Na, Weihnachten gut verbracht oder eher überlebt? Das Fest der Harmonie offenbart in vielen Familien erhebliches Konfliktpotential – alle Jahre wieder. Klar, wir freuen uns auf die gemeinsamen Tage im Kreis der Familie. Doch die Erfahrungen lehren uns auch, dass es trotz aller Mühe und Rücksichtnahme immer mal wieder zu Unstimmigkeiten oder Streit kommen kann.
Da ist es auch nicht weiter erstaunlich, dass Weihnachten auf der Stress-Skala, die die häufigsten stressauslösenden Ereignisse auflistet, auf Platz 12 liegt. Gleichrangig mit einem Knöllchen wegen einer roten Ampel, nur an mehreren Tagen. An Weihnachten können durch diesen Stress auch kleine Zänkereien in einen handfesten Familienkrach ausarten. Vor allem, wenn sich einige Familienmitglieder Konfliktthemen das ganze Jahr aufgehoben haben und als nachtragendes Geschenk zur Feier mitbringen. Dann hängt der Segen schief und Weihnachten wird zur Katastrophe.
Aber mal grundsätzlich gefragt, ist Streit immer schlecht? Sind Konflikte immer negativ? Ist es schlimm, einer anderen Meinung zu sein? Nein! Nicht der Streit ist schlecht, wir streiten schlecht! Das wundert auch nicht, denn schon in den frühen Kindertagen hat schon die Oma gesagt: „Kinder, streitet Euch nicht!“. Kaum einer hat von frühester Kindheit an gelernt, dass der Streit sinnvoll ist. Dass er eine Sonderform der Kommunikation ist, die viel häufiger vorkommt, als wir denken. Konflikte sind normal – Menschen fühlen, denken und wollen unterschiedlich! Auch das ist gut, denn seit Menschengedenken entstammt aus diesen Konflikten der Fortschritt. Harmonie führt zu Stillstand.

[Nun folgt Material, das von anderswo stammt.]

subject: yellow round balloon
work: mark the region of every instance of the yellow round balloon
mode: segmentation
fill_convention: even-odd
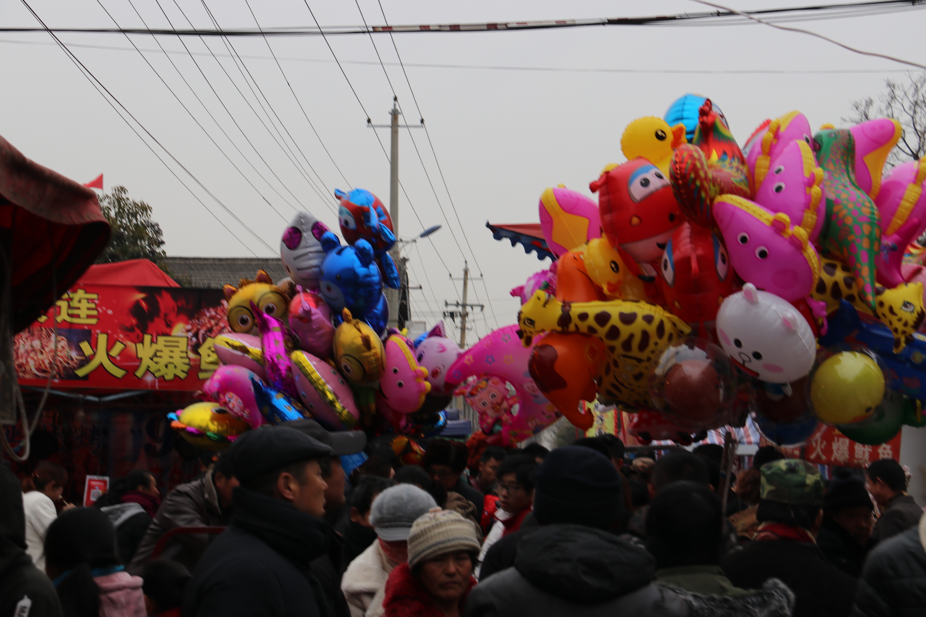
[[[850,425],[870,416],[884,399],[884,374],[861,352],[841,352],[814,373],[810,401],[814,413],[831,425]]]

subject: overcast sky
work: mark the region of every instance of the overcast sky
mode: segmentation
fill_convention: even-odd
[[[176,0],[176,4],[174,0],[159,0],[160,7],[156,0],[131,1],[151,28],[170,28],[171,23],[175,28],[190,27],[181,9],[194,25],[212,27],[200,0]],[[102,3],[120,26],[143,27],[129,0]],[[310,0],[308,4],[322,25],[362,23],[353,1]],[[739,9],[756,9],[800,3],[731,0],[731,4]],[[94,0],[30,0],[30,5],[53,27],[114,26]],[[244,0],[206,0],[206,6],[223,28],[256,26]],[[359,0],[359,7],[369,24],[383,22],[376,0]],[[302,0],[251,0],[251,8],[264,28],[314,26]],[[393,24],[707,10],[694,2],[655,0],[382,0],[382,8]],[[0,0],[0,23],[37,25],[19,0]],[[926,27],[923,10],[795,25],[865,50],[926,64],[921,44]],[[367,116],[322,38],[269,39],[298,97],[297,103],[260,38],[232,40],[234,51],[259,86],[260,92],[252,92],[254,84],[245,84],[242,77],[244,68],[235,64],[225,43],[219,38],[205,43],[185,38],[183,43],[194,54],[191,57],[177,37],[160,36],[156,42],[148,35],[132,35],[131,42],[143,50],[144,58],[205,131],[125,36],[71,33],[62,34],[61,38],[248,229],[273,247],[271,252],[260,244],[170,163],[180,179],[241,241],[224,229],[119,118],[64,52],[50,44],[48,34],[0,33],[0,135],[27,156],[75,180],[86,182],[102,172],[107,191],[114,184],[126,186],[132,198],[144,200],[154,208],[155,218],[164,229],[168,254],[248,256],[251,251],[261,256],[278,254],[280,236],[295,209],[308,210],[332,228],[337,227],[336,206],[331,194],[334,188],[368,189],[388,207],[388,162],[374,131],[365,126]],[[373,39],[407,119],[414,123],[418,111],[397,66],[393,43],[384,34],[374,35]],[[549,261],[538,261],[534,254],[525,255],[520,246],[512,248],[507,241],[495,241],[485,228],[485,222],[537,221],[538,198],[548,186],[565,184],[591,194],[588,183],[597,177],[601,167],[623,160],[619,140],[630,121],[641,116],[661,117],[675,98],[695,92],[710,96],[722,108],[742,143],[763,119],[792,109],[804,112],[815,127],[825,122],[839,125],[854,99],[877,94],[885,78],[904,79],[907,70],[904,65],[859,56],[819,39],[762,25],[406,33],[395,34],[394,40],[429,127],[449,196],[462,222],[461,227],[424,131],[414,130],[413,137],[436,197],[408,131],[403,131],[400,179],[410,204],[405,195],[401,196],[399,234],[411,237],[432,225],[444,226],[431,237],[432,242],[419,241],[418,247],[407,250],[411,258],[412,283],[425,288],[412,292],[413,318],[426,319],[430,325],[445,300],[459,298],[461,284],[449,280],[448,269],[455,277],[462,276],[465,255],[473,275],[482,272],[484,276],[484,286],[477,282],[469,295],[470,302],[487,304],[484,316],[477,315],[480,335],[494,329],[496,324],[513,323],[518,302],[508,296],[508,290],[522,284],[529,274],[550,265]],[[393,93],[377,62],[370,38],[331,36],[328,42],[343,61],[363,107],[375,123],[387,123]],[[157,43],[177,53],[165,55]],[[206,44],[218,56],[218,62],[209,55]],[[548,70],[551,68],[565,70]],[[260,99],[258,103],[254,93],[258,96],[262,93],[266,101]],[[215,119],[210,118],[203,104]],[[273,117],[276,129],[270,128],[264,109]],[[276,116],[282,126],[277,123]],[[301,167],[297,167],[289,151],[278,144],[278,133],[272,132],[277,141],[271,137],[271,131],[276,130],[287,142],[285,131],[294,138],[298,150],[292,144],[289,147]],[[389,131],[379,132],[388,150]],[[155,149],[169,160],[163,151],[156,146]],[[302,159],[303,154],[320,177],[321,196],[305,179],[304,174],[312,176],[313,172]],[[470,247],[475,258],[470,256]],[[494,315],[488,306],[490,302]]]

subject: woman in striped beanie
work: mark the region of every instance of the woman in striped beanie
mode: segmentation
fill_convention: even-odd
[[[455,512],[432,508],[411,526],[408,562],[386,582],[385,617],[459,617],[476,579],[476,525]]]

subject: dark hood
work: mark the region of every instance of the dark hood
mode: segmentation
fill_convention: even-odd
[[[656,560],[607,532],[576,524],[542,527],[518,547],[515,568],[536,587],[591,604],[652,582]]]
[[[26,555],[25,549],[26,516],[22,512],[22,487],[13,472],[0,463],[0,578]]]

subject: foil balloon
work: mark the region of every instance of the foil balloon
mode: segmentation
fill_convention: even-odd
[[[203,396],[257,428],[265,420],[254,398],[252,379],[259,377],[244,366],[219,366],[203,384]]]
[[[650,405],[644,378],[658,357],[691,328],[665,309],[626,300],[564,304],[541,291],[518,315],[525,347],[541,332],[582,332],[600,339],[609,362],[598,374],[598,400],[628,406]]]
[[[659,262],[658,283],[672,315],[691,326],[694,336],[716,339],[717,311],[733,292],[730,256],[717,236],[691,223],[679,226]]]
[[[817,341],[810,325],[790,302],[746,283],[717,313],[723,351],[750,376],[786,384],[810,372]]]
[[[653,403],[686,429],[718,428],[732,421],[736,376],[726,352],[703,339],[663,352],[650,375]]]
[[[338,219],[344,240],[348,244],[357,244],[359,240],[369,242],[382,271],[383,281],[386,286],[397,290],[399,272],[388,253],[395,243],[395,234],[393,219],[382,202],[364,189],[354,189],[349,193],[335,189],[334,196],[341,203]]]
[[[214,401],[194,402],[176,413],[168,413],[170,427],[197,448],[226,450],[239,435],[250,429],[247,422]]]
[[[546,189],[540,196],[540,227],[546,245],[558,257],[601,236],[598,204],[565,187]]]
[[[627,432],[644,444],[649,444],[654,440],[671,440],[682,446],[690,446],[707,437],[706,430],[698,431],[693,436],[688,429],[673,424],[669,418],[652,410],[641,409],[630,416]]]
[[[814,135],[820,145],[817,160],[823,168],[826,216],[820,235],[824,253],[849,265],[861,301],[875,310],[875,260],[881,252],[881,219],[864,191],[855,181],[855,148],[848,129],[824,129]]]
[[[589,188],[598,193],[601,228],[611,246],[638,264],[657,262],[684,220],[665,172],[636,158],[607,169]],[[655,275],[655,268],[644,274]]]
[[[299,339],[299,348],[319,358],[332,354],[334,326],[332,312],[320,295],[297,290],[289,308],[289,324],[293,336]]]
[[[360,412],[350,386],[337,369],[304,351],[293,352],[290,360],[299,400],[307,411],[333,430],[357,426]]]
[[[382,341],[369,326],[344,310],[343,322],[334,330],[334,362],[355,384],[375,383],[382,376]]]
[[[280,240],[280,259],[286,274],[296,285],[307,290],[319,289],[321,262],[325,250],[321,235],[328,226],[307,212],[297,212]]]
[[[509,293],[514,298],[520,298],[521,304],[523,304],[531,296],[533,295],[533,292],[538,290],[547,291],[549,293],[557,292],[556,262],[553,263],[553,265],[551,265],[548,270],[534,272],[527,278],[527,280],[524,281],[523,285],[519,285],[518,287],[513,288]]]
[[[416,342],[415,360],[427,371],[425,379],[431,384],[430,394],[446,393],[447,369],[462,353],[459,346],[447,338],[443,321],[437,322],[420,341]]]
[[[789,302],[810,294],[820,278],[820,257],[800,227],[748,199],[721,195],[714,219],[736,273],[757,288]]]
[[[466,350],[447,370],[444,388],[456,389],[469,377],[485,376],[510,383],[520,401],[508,435],[512,441],[523,441],[556,422],[559,413],[531,376],[527,365],[532,349],[521,344],[517,330],[517,326],[506,326]]]
[[[904,251],[926,230],[926,162],[907,161],[892,169],[881,183],[875,205],[881,218],[882,250],[876,260],[878,282],[896,287]]]
[[[227,365],[242,366],[253,371],[261,379],[267,379],[264,370],[264,350],[260,337],[253,334],[226,332],[216,337],[212,345],[219,362]]]
[[[389,312],[383,308],[387,304],[382,277],[369,242],[361,239],[354,246],[342,246],[338,237],[328,232],[322,235],[321,245],[327,254],[319,290],[328,306],[335,315],[346,308],[378,334],[385,332]]]
[[[661,117],[639,117],[624,129],[620,136],[620,151],[627,160],[644,158],[669,176],[672,150],[685,142],[685,125],[669,126]]]
[[[295,381],[293,378],[293,365],[289,361],[290,349],[287,348],[289,333],[286,331],[286,327],[276,317],[257,310],[253,303],[251,308],[254,310],[255,320],[260,332],[267,382],[287,396],[298,396]]]
[[[483,433],[498,432],[502,445],[511,443],[511,425],[520,410],[520,397],[510,381],[495,376],[471,376],[454,394],[476,410]]]
[[[588,430],[594,419],[582,401],[594,401],[595,378],[607,360],[605,343],[588,334],[551,332],[537,342],[528,370],[546,400],[576,428]]]
[[[258,381],[251,380],[254,399],[264,418],[270,424],[280,425],[291,420],[311,417],[308,412],[292,397]]]
[[[232,332],[257,334],[255,314],[258,310],[271,317],[286,318],[289,291],[274,285],[264,270],[257,270],[254,280],[242,278],[238,287],[225,285],[222,290],[229,304],[228,320]],[[257,309],[252,305],[257,305]]]

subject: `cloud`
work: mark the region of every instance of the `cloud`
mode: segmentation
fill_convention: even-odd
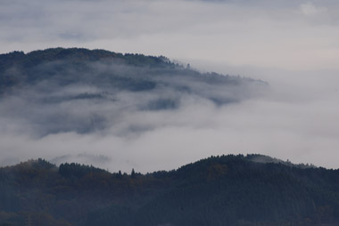
[[[326,12],[327,11],[325,7],[316,7],[311,3],[306,3],[300,5],[300,9],[304,15],[316,15],[318,13]]]
[[[248,93],[225,106],[212,98],[235,98],[233,91],[190,80],[183,82],[193,94],[157,87],[142,101],[133,92],[80,85],[48,84],[54,88],[43,98],[46,84],[40,84],[37,93],[2,101],[1,165],[39,157],[87,163],[87,153],[107,157],[97,162],[103,168],[145,172],[257,152],[338,167],[337,1],[4,0],[0,6],[2,52],[79,46],[166,55],[270,84],[260,98]]]
[[[3,52],[79,46],[237,66],[338,69],[336,1],[16,0],[2,6]]]

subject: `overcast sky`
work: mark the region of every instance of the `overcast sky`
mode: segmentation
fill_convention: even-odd
[[[159,114],[158,121],[171,118],[166,126],[133,139],[2,132],[2,165],[71,153],[112,171],[145,172],[211,155],[262,153],[339,167],[336,0],[1,0],[0,31],[3,53],[62,46],[165,55],[202,71],[265,80],[271,89],[222,109],[187,105]],[[154,116],[129,120],[136,118]]]

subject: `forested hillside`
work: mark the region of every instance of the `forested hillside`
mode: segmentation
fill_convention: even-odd
[[[23,121],[19,130],[37,136],[149,130],[153,125],[117,125],[130,120],[125,118],[128,114],[239,102],[267,86],[251,78],[202,73],[163,56],[78,48],[0,54],[2,118]]]
[[[43,159],[0,169],[4,226],[338,223],[338,170],[259,155],[211,157],[146,174]]]

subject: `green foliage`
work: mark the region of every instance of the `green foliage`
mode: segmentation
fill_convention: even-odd
[[[255,156],[260,159],[269,157]],[[276,160],[275,160],[276,161]],[[0,225],[337,225],[339,171],[211,157],[130,175],[30,160],[0,169]]]

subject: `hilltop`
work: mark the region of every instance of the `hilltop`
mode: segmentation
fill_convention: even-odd
[[[146,174],[43,159],[3,167],[0,225],[337,225],[338,170],[253,157],[211,157]]]

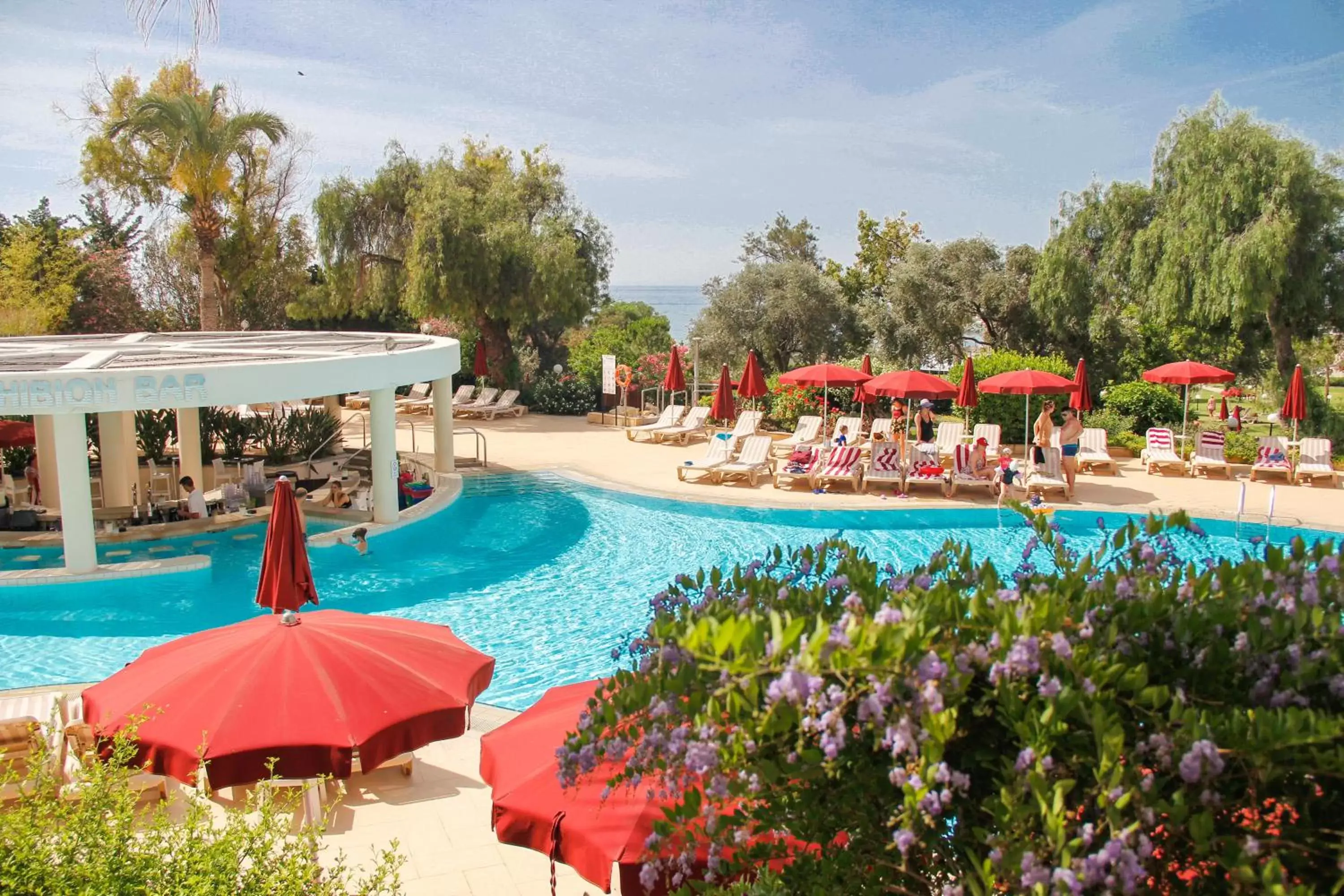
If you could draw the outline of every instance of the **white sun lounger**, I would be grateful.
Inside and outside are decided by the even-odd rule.
[[[1185,476],[1185,461],[1176,454],[1176,437],[1171,430],[1154,426],[1144,434],[1148,447],[1144,449],[1141,459],[1148,473],[1163,467],[1176,467]]]
[[[948,478],[948,497],[957,493],[958,485],[973,485],[988,488],[991,492],[995,489],[995,480],[981,478],[970,472],[970,454],[974,449],[970,445],[958,445],[952,451],[952,476]],[[989,463],[989,454],[985,454],[985,463]]]
[[[1269,455],[1274,451],[1281,451],[1284,454],[1284,459],[1269,459]],[[1253,481],[1255,480],[1257,473],[1282,473],[1289,482],[1293,481],[1293,462],[1288,459],[1288,439],[1281,435],[1261,437],[1259,449],[1255,451],[1255,462],[1251,463]]]
[[[1204,476],[1219,470],[1228,480],[1232,478],[1232,465],[1223,457],[1226,443],[1227,437],[1222,433],[1214,430],[1200,433],[1199,442],[1195,445],[1195,457],[1189,459],[1191,476],[1198,476],[1200,470],[1204,472]]]
[[[1024,484],[1027,492],[1031,493],[1058,489],[1064,493],[1066,498],[1073,497],[1068,494],[1068,482],[1059,470],[1059,449],[1044,449],[1044,463],[1032,463],[1031,469],[1027,470],[1027,480]]]
[[[458,404],[453,408],[453,416],[466,416],[472,411],[478,411],[482,407],[489,407],[495,403],[495,396],[499,395],[497,388],[482,388],[481,394],[476,396],[476,400],[470,404]]]
[[[1331,449],[1329,439],[1302,439],[1294,480],[1301,482],[1305,478],[1309,485],[1316,485],[1317,478],[1324,478],[1329,488],[1336,488],[1340,474],[1331,463]]]
[[[1106,449],[1106,430],[1085,429],[1083,434],[1078,437],[1078,469],[1095,473],[1098,466],[1110,469],[1111,474],[1120,473],[1116,458]]]
[[[813,469],[812,488],[820,489],[828,482],[848,482],[857,492],[863,481],[863,449],[857,445],[831,449],[831,453]]]
[[[793,435],[780,439],[770,446],[770,450],[781,457],[789,457],[793,454],[793,449],[816,445],[818,441],[817,433],[820,431],[821,418],[805,414],[798,418],[797,426],[793,427]]]
[[[812,473],[813,470],[817,469],[817,463],[820,462],[821,462],[821,446],[818,445],[808,447],[808,462],[797,469],[790,469],[789,461],[785,459],[774,474],[774,488],[780,488],[781,485],[793,485],[798,480],[805,481],[810,486]]]
[[[685,419],[683,419],[676,426],[669,426],[665,430],[659,430],[653,434],[655,442],[680,442],[681,445],[688,445],[692,435],[708,435],[708,430],[704,429],[704,422],[710,416],[710,408],[707,407],[692,407],[687,411]]]
[[[728,441],[710,439],[704,446],[704,457],[698,461],[683,461],[676,467],[676,478],[681,482],[694,482],[702,477],[712,477],[714,470],[728,462]],[[688,480],[694,476],[695,480]]]
[[[653,420],[652,423],[645,423],[644,426],[626,427],[625,438],[630,439],[632,442],[638,442],[640,433],[644,433],[649,437],[648,441],[652,442],[655,439],[653,434],[656,431],[665,430],[671,426],[676,426],[676,422],[681,419],[683,411],[685,411],[685,407],[680,404],[668,404],[665,408],[663,408],[663,412],[659,414],[659,419]]]
[[[715,442],[718,441],[715,439]],[[731,439],[728,441],[731,442]],[[727,482],[730,478],[745,478],[751,488],[755,488],[757,480],[762,476],[770,476],[774,469],[774,461],[770,459],[771,441],[769,435],[749,435],[742,439],[742,453],[735,461],[714,467],[711,474],[714,481]]]
[[[890,420],[888,420],[890,422]],[[887,442],[874,443],[872,459],[863,472],[863,490],[867,492],[874,485],[894,485],[905,490],[906,470],[900,462],[900,446]]]

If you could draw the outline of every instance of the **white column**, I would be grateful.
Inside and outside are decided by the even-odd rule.
[[[98,457],[102,459],[102,502],[105,506],[130,506],[130,485],[137,481],[134,418],[130,411],[108,411],[98,415]],[[132,431],[128,442],[126,430]]]
[[[396,523],[396,391],[368,394],[374,523]]]
[[[177,476],[190,476],[191,481],[202,492],[206,490],[206,477],[200,469],[200,408],[177,408]],[[177,494],[177,484],[173,482],[172,494]]]
[[[434,399],[434,469],[452,473],[453,459],[453,377],[444,376],[431,383]]]
[[[51,422],[51,414],[35,414],[32,430],[36,437],[38,449],[38,481],[42,485],[42,506],[48,510],[60,509],[60,489],[56,488],[56,476],[60,461],[56,458],[56,433]],[[85,438],[85,446],[89,441]],[[28,486],[28,500],[32,501],[32,486]]]
[[[91,572],[98,568],[93,536],[93,494],[89,490],[89,435],[83,414],[51,416],[56,437],[56,474],[60,489],[60,532],[66,544],[66,568]],[[43,482],[47,482],[43,470]]]

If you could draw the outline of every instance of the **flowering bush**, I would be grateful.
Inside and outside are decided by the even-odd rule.
[[[679,798],[649,884],[789,854],[792,893],[1337,892],[1333,545],[1198,566],[1184,514],[1031,525],[1012,571],[831,540],[680,576],[562,776],[625,758],[607,786]]]

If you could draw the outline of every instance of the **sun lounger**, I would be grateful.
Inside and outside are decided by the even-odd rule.
[[[489,407],[495,403],[495,396],[499,395],[497,388],[482,388],[481,394],[476,396],[476,400],[470,404],[458,404],[453,408],[453,416],[468,416],[472,411],[478,411],[482,407]]]
[[[630,439],[632,442],[638,442],[640,433],[644,433],[649,437],[648,441],[652,442],[655,439],[653,434],[656,431],[676,426],[676,422],[681,419],[681,414],[684,411],[685,407],[680,404],[668,404],[665,408],[663,408],[663,412],[659,414],[659,419],[653,420],[652,423],[645,423],[644,426],[626,427],[625,438]]]
[[[702,408],[706,410],[706,408]],[[710,443],[704,449],[704,457],[699,461],[683,461],[676,467],[676,478],[681,482],[694,482],[695,480],[688,480],[688,476],[695,476],[695,478],[712,476],[714,470],[728,462],[728,441],[727,439],[710,439]]]
[[[1120,473],[1116,458],[1106,449],[1106,430],[1085,429],[1083,434],[1078,437],[1078,469],[1095,473],[1099,466],[1107,467],[1111,474]]]
[[[890,420],[888,420],[890,422]],[[867,492],[874,485],[894,485],[898,490],[905,490],[906,472],[900,462],[900,446],[887,442],[874,443],[872,459],[863,472],[863,490]]]
[[[687,411],[685,419],[683,419],[676,426],[669,426],[665,430],[659,430],[653,434],[655,442],[680,442],[681,445],[689,445],[692,435],[708,435],[708,430],[704,429],[704,422],[710,418],[710,408],[707,407],[692,407]]]
[[[806,447],[806,446],[802,446]],[[808,461],[801,465],[792,465],[785,459],[778,472],[774,474],[774,488],[781,485],[793,485],[798,480],[805,481],[809,486],[812,485],[812,473],[817,469],[817,463],[821,462],[821,446],[813,445],[808,447]]]
[[[1148,473],[1163,467],[1176,467],[1181,476],[1185,476],[1185,461],[1180,458],[1180,454],[1176,454],[1176,437],[1171,430],[1154,426],[1144,434],[1144,439],[1148,447],[1142,450],[1140,459]]]
[[[1071,498],[1073,496],[1068,493],[1068,482],[1064,480],[1064,474],[1059,470],[1059,449],[1048,447],[1044,453],[1046,462],[1032,463],[1027,470],[1027,478],[1024,482],[1027,492],[1031,493],[1058,489],[1064,493],[1066,498]]]
[[[770,476],[774,469],[774,461],[770,459],[770,442],[773,441],[769,435],[746,437],[742,441],[742,453],[735,461],[714,467],[711,473],[714,481],[727,482],[730,478],[745,478],[751,488],[755,488],[757,480],[761,476]]]
[[[1316,485],[1317,478],[1325,478],[1332,489],[1339,485],[1340,474],[1331,463],[1329,439],[1302,439],[1298,445],[1301,455],[1297,458],[1297,472],[1294,480],[1301,482],[1305,477],[1308,484]]]
[[[863,449],[857,445],[831,449],[831,453],[812,472],[812,488],[820,489],[828,482],[848,482],[857,492],[859,484],[863,481],[863,465],[859,463],[862,457]]]
[[[738,415],[738,422],[728,433],[728,450],[737,451],[742,439],[749,435],[755,435],[755,431],[761,429],[761,418],[765,416],[763,411],[742,411]]]
[[[821,418],[804,415],[798,418],[798,423],[793,427],[793,435],[780,439],[770,446],[770,450],[781,457],[789,457],[793,454],[793,449],[816,445],[820,438],[817,433],[821,431]]]
[[[1282,455],[1281,461],[1271,461],[1271,454]],[[1255,451],[1255,462],[1251,463],[1251,481],[1257,473],[1282,473],[1293,481],[1293,462],[1288,459],[1288,441],[1279,435],[1262,435],[1259,449]]]
[[[982,478],[974,476],[970,470],[970,454],[973,447],[970,445],[958,445],[952,451],[952,476],[948,478],[948,497],[957,493],[958,485],[977,485],[981,488],[988,488],[991,492],[995,489],[993,476]],[[985,463],[989,462],[988,454],[985,455]],[[992,467],[991,467],[992,470]]]
[[[1200,470],[1210,476],[1212,470],[1219,470],[1228,480],[1232,478],[1232,465],[1223,457],[1223,446],[1227,437],[1215,430],[1206,430],[1199,434],[1195,445],[1195,457],[1189,459],[1191,476],[1198,476]]]

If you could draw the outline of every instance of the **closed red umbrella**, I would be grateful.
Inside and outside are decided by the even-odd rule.
[[[1074,371],[1074,407],[1079,414],[1093,408],[1091,390],[1087,388],[1087,361],[1081,357],[1078,369]]]
[[[136,766],[212,787],[348,778],[466,731],[495,660],[448,626],[317,610],[284,625],[257,617],[151,647],[83,692],[99,737],[136,727]],[[148,709],[146,709],[148,708]],[[198,751],[203,751],[198,755]]]
[[[32,430],[32,423],[24,420],[0,420],[0,449],[5,447],[32,447],[38,443],[38,437]]]
[[[282,613],[298,610],[309,600],[317,603],[317,586],[308,566],[298,501],[285,477],[276,480],[273,504],[266,523],[266,548],[261,555],[261,578],[257,579],[257,603]]]
[[[732,380],[728,379],[727,364],[719,372],[719,384],[714,388],[714,403],[710,404],[710,416],[716,420],[734,420],[738,416],[738,410],[732,406]]]

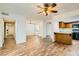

Wie aber streitet man besser? Gehen wir beispielsweise davon aus, dass unser Gegenüber auch Recht haben könnte und hören ihm oder ihr einfach zu und stellen Verständnisfragen. Denn es geht bei dieser Form der Kommunikation doch nicht darum, Recht zu haben oder zu gewinnen. Es geht darum, ein für beide Seiten zielführendes Ergebnis zu erreichen. Wie, Sie sehen das anders? Gewinnen ist Ihnen wichtig? Vielleicht sogar Rache üben oder das eigene Ego zu zelebrieren? Dann lesen Sie bitte nicht weiter.
Der Konflikt ist eine Form des Dialogs – der zielgerichtete Austausch von Meinungen, Interessen und Emotionen. Da helfen Respekt und Wertschätzung sowie gemeinsame Absichten erheblich weiter. Wie auch Offenheit statt negativen Vermutungen. Statt Vorwürfen, können Sie auch Wünsche äußern. Statt dem üblichen „Nie bringst Du den Müll raus“, versuchen Sie es mal mit „Kannst Du bitte den Müll rausbringen, das wäre sehr lieb!“. Denken Sie daran, Sie können andere Menschen nicht ändern, nur sich selbst. Diese Erkenntnis nimmt vielen Konflikten die Brisanz.